Let's start from the beginning: From 0 A.D. to the 1600s—that is, 1,600 years—divorce was not available to married couples. The Catholic Church influenced and controlled marriages. With only a few exceptions, marriage was permanent, regardless of abuse, fault, irreconcilable differences, or anything else short of death. This permanent marriage was not based on ideas of romantic love, but on much more practical matters, such as reliably keeping land in the family, and keeping status stable.[1]
Indeed, romantic love was not encouraged, and was even frowned upon, between married couples. Up to the 18thcentury, “it was generally held that passionate sexual love between spouses within marriage was not only independent, but positively sinful.”[2]
If divorce was unavailable for 1,600 years, how did it become so widespread (relatively) recently? The Church became less influential, and the importance of family land became less crucial. But the more important—and interesting—factor is that Western concepts of romantic love began to arise in the 1800s. Enlightenment thinkers in their salons, and romance novelists in their publications, began pushing married love as a credible idea. After women began reading these books and listening to these ideas, it began occurring to them that they should marry for love rather than convenience—a novel concept at the time.[3]

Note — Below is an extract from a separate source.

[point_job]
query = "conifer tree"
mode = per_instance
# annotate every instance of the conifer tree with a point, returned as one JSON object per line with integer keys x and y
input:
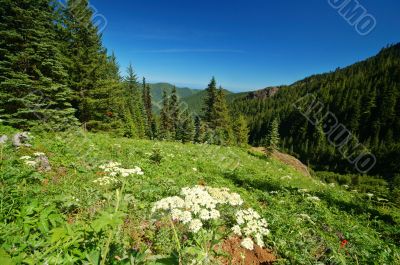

However, once romantic love entered the equation, eternal marriage became psychologically inconsistent. Romantic feelings are emotional. And emotional feelings change over time. Therefore, a marriage built on romantic feelings could not be indissoluble. Because “human emotions need not remain eternally constant…divorce became practically possible.”[4]
In sum, it is ironic that today, many of the people who advocate against easy divorce do so with the idea that they are defending romantic love—because it was the very emergence of romantic love that triggered the availability of divorce. Marriage based on other factors like religion, land, and family obligations were much more stable bases for marriage than emotional love.
So the next time you hear someone complaining about the frequency of divorce in America, blame it on love.
[1] William Blackstone, Commentaries on the Laws of England, Vol. 282 (Herbert Broom & Edward A. Hadley ed., John D. Parsons Law Book Publisher 1875) (1765).
[2] Lawrence Stone, The Past and Present Revisited 347 (Routledge 2d ed. 1988) (quoting St. Jerome, quoting Seneca).
[3] Stephanie Coontz, Marriage (2005).
[4] Margaret F. Brinig & Steven M. Crafton, Marriage and Opportunism, 23 J. Legal Stud. 869, 875 (1994).